Better control over the request cache

We have a certain set of boolean-filtered term queries with aggregations (using "size": 0) that are slow to run (5-10 seconds over 300M documents in 60 shards) yet are crucial to our app. Some of these queries match all documents in the index if the user selects a wide enough range. I'm giving plenty of memory to the shard request cache and node query cache. In addition, we refresh our indexes infrequently and are willing to pay at index time for fast queries.

Currently Elasticsearch seems to decide on its own when to cache a certain result. I've had to rerun each query 4-5 times in a row before it is cached. Since my set of crucial queries could be up to a few thousand distinct queries with all filter/aggregation permutations, it's unlikely that they will all be used frequently enough to be cached, and it's not a reasonable workaround to rig up a system that occasionally reruns them to ensure they stay cached.

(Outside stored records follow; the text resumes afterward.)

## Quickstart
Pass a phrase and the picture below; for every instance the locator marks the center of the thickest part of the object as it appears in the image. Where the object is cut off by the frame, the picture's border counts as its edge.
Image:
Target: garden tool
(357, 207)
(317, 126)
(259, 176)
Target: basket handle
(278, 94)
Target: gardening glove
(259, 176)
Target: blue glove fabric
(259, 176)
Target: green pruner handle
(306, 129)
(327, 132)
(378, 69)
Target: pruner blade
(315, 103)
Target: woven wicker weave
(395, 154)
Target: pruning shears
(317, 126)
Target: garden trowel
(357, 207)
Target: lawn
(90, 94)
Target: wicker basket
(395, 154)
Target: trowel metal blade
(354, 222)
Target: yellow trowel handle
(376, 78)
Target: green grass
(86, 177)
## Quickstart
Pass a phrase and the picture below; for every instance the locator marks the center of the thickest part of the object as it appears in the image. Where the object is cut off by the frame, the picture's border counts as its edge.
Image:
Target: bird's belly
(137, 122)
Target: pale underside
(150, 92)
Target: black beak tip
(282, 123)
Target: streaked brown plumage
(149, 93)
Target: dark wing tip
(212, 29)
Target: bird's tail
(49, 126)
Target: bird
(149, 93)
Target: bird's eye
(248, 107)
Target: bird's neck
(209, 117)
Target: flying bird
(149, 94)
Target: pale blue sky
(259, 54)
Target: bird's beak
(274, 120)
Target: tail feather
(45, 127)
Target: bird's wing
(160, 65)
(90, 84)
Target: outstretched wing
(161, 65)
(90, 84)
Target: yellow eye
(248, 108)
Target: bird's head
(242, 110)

What I'd like to be able to do is have more control over how these queries are cached: cache them the first time they are issued, and ensure they will never be evicted unless the index is refreshed.

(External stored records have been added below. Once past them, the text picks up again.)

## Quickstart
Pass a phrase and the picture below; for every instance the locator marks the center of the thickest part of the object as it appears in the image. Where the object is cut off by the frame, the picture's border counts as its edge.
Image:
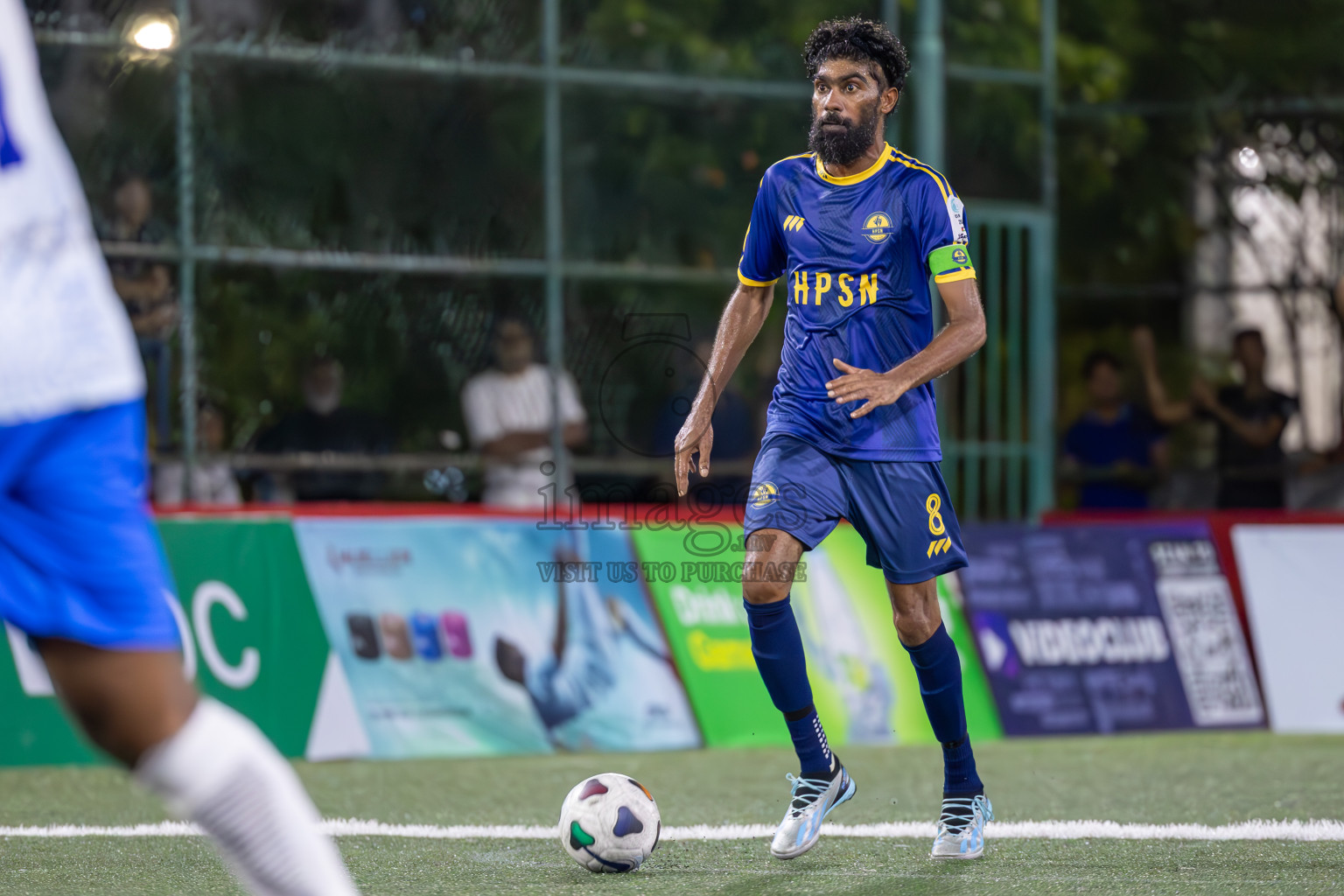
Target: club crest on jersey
(764, 494)
(877, 228)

Without better control over the caching, the only solution I've seen online is an undocumented setting index.queries.cache.everything: true, which I'd rather not rely on (and I don't know if it even still works).

Are there any other levers I can use to control caching?

Hi @Jared_Miller,

you can enable caching per request but since you state:

my set of crucial queries could be up to a few thousand distinct queries

I fear this setting will not be very effective. You can adjust the cache settings and increase the cache size which might help but OTOH you cannot define an eviction policy. You should also be aware that the exact query you issue is used as a cache key.


Thanks for the reply. Does caching per request cause the query to be cached immediately (i.e., Elasticsearch doesn't wait to see N of the same query over the past M queries in the history)? That would still be very useful if used with a large cache size. The docs don't specify.

Hi @Jared_Miller,

the query is cached after the first invocation. You can just try it yourself and issue one of the queries (e.g. with curl) and measure the response time. After the first execution, the response time should be much faster.

However, there are a few additional conditions which can prevent that the request can be cached, even if you specify the request_cache flag (e.g., if you use now() in your queries). If you're able to read a bit of Java, you can look at the source code of the relevant method on Github.